For your first agent, fill in Core with the basics, for example:

EventHub hosts short online learning events such as webinars and workshops. Events usually last 60–90 minutes and are held online via Zoom. Each event is limited to 100 participants. Registration requires name and email. Participation is free, but registration is required.

If your tenant already has sources of a given type, you can Connect them; otherwise create a new one directly from the tab. For details on each source type, see Knowledge Sources.

Step 4: Skip channels (for now)

The Channels tab connects your agent to the outside world — WhatsApp, Web-widget, and Telegram in Simple mode. You don't need a channel to test in the Playground, so skip this step for now.

When you are ready to go live, connect and manage channels in Settings > Channels — that page is the source of truth for credentials and channel status — then attach the connected channel on this tab.

Step 5: Define conversation results

The Conversation Results tab defines what data your agent collects during conversations. Use the toggles under Standard Information for common fields, or add your own:

  1. Click + Add something else.
  2. Choose how the value is captured:
    • Match to options — only values from a predefined list (for example: Service = Loan, Credit card, Mortgage).
    • Any value — any value the customer provides (names, locations, free text).
  3. Click Add field.

For the EventHub example, keep the standard name, email, and phone fields, and add a custom Preferred event date field with Any value.

Click Save. Your first agent is configured.

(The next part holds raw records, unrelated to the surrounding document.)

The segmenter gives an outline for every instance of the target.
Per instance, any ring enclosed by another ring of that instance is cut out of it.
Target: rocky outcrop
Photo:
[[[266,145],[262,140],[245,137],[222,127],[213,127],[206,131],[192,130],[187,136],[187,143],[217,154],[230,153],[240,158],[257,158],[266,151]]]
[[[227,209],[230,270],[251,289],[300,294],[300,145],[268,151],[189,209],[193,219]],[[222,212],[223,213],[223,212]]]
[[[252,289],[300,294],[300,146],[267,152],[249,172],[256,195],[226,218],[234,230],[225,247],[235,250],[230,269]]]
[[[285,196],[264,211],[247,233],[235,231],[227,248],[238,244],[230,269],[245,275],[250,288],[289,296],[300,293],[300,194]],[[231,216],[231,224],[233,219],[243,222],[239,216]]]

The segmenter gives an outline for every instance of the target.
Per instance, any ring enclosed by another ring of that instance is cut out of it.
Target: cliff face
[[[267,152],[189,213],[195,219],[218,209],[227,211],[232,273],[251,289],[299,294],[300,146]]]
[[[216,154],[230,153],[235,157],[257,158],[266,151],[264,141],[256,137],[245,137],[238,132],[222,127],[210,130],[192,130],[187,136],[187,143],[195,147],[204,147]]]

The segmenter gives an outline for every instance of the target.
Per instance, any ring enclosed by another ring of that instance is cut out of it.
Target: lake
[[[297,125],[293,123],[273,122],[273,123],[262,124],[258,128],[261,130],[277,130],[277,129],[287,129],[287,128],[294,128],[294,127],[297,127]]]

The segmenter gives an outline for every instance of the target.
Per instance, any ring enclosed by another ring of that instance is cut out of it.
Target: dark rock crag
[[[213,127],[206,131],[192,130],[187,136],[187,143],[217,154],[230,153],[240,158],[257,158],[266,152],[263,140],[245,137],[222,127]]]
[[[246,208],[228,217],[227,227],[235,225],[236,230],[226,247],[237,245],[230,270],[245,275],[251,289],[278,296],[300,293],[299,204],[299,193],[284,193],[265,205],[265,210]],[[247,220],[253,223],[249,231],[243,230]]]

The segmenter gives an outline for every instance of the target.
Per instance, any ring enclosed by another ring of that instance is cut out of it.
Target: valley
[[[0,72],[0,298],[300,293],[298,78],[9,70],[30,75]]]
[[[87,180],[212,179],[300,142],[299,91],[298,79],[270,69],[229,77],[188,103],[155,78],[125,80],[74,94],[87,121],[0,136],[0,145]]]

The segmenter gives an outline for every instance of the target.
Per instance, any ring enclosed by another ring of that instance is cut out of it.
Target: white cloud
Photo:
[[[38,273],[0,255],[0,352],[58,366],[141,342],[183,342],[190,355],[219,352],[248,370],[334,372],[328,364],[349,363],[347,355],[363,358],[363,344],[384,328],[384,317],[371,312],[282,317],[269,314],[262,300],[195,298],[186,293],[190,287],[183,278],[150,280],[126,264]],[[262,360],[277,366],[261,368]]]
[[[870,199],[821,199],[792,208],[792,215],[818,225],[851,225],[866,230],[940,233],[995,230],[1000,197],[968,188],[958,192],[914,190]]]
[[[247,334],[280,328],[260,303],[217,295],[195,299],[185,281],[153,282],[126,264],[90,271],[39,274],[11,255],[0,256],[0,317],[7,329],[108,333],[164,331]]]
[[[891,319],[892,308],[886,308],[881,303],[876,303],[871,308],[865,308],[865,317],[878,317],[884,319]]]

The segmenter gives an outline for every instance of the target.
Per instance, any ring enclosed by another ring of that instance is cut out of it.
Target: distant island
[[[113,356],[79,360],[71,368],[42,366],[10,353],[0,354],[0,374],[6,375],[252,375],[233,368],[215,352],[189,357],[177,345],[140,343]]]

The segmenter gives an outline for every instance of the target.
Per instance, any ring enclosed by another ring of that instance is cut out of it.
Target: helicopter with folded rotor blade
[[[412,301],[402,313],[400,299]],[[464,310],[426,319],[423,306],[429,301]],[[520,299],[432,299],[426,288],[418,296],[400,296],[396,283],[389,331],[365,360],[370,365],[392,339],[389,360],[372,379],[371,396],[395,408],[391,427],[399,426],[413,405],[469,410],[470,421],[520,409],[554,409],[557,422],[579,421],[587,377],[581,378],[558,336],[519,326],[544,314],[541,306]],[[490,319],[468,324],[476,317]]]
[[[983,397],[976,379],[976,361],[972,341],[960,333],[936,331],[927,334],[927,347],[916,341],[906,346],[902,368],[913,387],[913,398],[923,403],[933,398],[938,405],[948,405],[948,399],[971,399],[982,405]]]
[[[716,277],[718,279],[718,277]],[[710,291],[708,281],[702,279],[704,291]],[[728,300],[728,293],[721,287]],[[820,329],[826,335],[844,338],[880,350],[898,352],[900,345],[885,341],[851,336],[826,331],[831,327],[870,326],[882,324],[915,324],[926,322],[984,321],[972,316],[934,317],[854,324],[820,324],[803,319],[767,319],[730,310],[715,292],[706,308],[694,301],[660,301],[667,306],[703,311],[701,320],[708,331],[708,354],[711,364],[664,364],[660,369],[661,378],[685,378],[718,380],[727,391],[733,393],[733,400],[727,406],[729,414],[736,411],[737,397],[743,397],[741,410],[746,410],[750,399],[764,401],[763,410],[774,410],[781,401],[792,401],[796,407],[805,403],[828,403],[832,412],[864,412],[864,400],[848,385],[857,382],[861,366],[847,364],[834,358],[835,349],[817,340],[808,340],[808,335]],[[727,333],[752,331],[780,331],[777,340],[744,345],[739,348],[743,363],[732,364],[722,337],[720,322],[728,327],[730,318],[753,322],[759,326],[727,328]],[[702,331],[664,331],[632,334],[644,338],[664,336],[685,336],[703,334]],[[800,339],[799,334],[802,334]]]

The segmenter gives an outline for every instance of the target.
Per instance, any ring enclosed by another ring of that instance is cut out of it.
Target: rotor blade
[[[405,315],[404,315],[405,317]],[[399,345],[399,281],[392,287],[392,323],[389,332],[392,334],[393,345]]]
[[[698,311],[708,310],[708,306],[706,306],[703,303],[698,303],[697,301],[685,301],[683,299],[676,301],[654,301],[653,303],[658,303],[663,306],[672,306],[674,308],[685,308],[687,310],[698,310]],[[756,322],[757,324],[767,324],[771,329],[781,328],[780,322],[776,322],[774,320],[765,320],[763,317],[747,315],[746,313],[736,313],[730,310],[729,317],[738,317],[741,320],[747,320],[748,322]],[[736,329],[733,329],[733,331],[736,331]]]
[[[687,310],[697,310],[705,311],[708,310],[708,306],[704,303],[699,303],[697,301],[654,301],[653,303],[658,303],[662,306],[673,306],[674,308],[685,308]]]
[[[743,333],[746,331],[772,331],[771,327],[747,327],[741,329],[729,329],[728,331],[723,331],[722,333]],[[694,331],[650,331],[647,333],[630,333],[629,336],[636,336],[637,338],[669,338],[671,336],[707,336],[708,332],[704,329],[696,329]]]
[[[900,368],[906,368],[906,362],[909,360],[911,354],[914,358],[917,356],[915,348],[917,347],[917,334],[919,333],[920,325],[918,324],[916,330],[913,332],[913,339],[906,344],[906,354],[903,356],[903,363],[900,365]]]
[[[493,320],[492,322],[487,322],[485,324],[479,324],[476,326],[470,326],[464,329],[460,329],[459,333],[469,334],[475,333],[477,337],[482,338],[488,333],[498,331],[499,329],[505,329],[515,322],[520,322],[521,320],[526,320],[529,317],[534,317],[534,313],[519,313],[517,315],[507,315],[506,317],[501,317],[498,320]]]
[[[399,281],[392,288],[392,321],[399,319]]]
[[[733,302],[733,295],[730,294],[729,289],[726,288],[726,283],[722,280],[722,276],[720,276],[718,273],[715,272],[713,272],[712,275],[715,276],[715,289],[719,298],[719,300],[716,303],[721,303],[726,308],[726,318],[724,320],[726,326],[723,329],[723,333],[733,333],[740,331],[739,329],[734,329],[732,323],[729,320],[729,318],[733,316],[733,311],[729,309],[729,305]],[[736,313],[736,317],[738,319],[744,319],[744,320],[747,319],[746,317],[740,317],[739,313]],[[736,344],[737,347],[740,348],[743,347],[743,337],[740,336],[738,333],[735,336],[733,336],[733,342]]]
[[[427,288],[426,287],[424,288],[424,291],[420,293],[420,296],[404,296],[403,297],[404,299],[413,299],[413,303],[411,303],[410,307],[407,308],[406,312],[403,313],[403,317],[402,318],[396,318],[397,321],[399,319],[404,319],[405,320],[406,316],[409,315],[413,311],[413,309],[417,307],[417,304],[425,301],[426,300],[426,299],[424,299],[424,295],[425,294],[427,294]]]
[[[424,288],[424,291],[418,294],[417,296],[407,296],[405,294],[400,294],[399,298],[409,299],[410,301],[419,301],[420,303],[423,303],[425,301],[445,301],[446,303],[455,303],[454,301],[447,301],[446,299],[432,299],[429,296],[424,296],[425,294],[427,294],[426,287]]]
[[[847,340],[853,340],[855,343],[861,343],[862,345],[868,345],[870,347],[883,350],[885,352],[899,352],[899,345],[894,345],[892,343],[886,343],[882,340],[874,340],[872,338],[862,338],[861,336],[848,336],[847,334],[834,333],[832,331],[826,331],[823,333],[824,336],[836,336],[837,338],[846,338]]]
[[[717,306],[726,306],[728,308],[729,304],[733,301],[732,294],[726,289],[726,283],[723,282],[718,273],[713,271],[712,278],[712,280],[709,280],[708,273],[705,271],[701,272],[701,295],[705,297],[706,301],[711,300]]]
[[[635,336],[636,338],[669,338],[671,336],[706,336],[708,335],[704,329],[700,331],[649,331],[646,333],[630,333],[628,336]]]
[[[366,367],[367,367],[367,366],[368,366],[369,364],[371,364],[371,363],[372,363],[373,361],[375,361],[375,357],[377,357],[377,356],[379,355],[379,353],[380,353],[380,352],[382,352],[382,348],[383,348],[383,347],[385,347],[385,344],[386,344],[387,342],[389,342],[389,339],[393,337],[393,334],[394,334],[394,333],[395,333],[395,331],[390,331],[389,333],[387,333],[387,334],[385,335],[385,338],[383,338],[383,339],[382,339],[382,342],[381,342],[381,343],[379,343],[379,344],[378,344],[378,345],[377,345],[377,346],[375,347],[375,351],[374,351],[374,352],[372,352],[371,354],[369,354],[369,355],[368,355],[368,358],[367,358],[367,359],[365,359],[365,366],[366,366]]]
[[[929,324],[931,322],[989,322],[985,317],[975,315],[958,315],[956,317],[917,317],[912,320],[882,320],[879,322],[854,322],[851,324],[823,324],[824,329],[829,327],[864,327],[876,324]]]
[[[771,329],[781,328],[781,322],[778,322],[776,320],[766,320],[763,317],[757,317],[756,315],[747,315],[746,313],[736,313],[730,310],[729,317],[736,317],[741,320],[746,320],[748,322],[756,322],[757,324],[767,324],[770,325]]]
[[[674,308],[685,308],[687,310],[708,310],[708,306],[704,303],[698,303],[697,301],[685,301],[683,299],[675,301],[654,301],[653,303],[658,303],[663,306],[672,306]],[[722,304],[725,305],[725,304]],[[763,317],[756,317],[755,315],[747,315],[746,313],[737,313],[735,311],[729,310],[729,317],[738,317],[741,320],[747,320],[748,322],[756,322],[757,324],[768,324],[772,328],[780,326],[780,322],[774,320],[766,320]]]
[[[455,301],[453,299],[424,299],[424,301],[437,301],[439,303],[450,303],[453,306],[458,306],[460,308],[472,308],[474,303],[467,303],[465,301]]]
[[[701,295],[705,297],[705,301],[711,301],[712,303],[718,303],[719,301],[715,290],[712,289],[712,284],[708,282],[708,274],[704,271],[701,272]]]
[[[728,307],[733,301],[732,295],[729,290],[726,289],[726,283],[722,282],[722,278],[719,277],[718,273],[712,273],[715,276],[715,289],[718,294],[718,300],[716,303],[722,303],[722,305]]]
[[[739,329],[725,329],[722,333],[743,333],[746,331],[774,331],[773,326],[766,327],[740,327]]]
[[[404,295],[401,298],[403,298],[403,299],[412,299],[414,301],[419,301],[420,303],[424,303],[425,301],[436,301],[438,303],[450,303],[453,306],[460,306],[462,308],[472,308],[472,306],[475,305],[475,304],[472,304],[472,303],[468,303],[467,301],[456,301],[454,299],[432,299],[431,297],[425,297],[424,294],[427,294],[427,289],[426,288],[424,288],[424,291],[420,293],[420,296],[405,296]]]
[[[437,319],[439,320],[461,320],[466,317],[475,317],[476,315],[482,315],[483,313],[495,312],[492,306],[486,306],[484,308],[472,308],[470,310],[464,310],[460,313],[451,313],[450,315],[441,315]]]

Step 6: Test in the Playground

The Playground panel on the agent page lets you chat with your agent like a customer would.

  1. Send a greeting and check the Welcome message and tone.
  2. Ask a question your knowledge answers ("How long do events last?").
  3. Ask something off-topic and check the agent redirects politely.
  4. Go through a registration and provide your name, email, phone, and a date.
  5. Open Conversation Results under the Playground area to watch fields fill in live.

Expected result: the agent greets you with your welcome message, answers from your Core knowledge, stays on topic, and the fields you defined fill in as the conversation progresses.

If something is off, adjust the instructions or knowledge, click Save, and test again. Small wording changes in Primary Task and Core often make the biggest difference.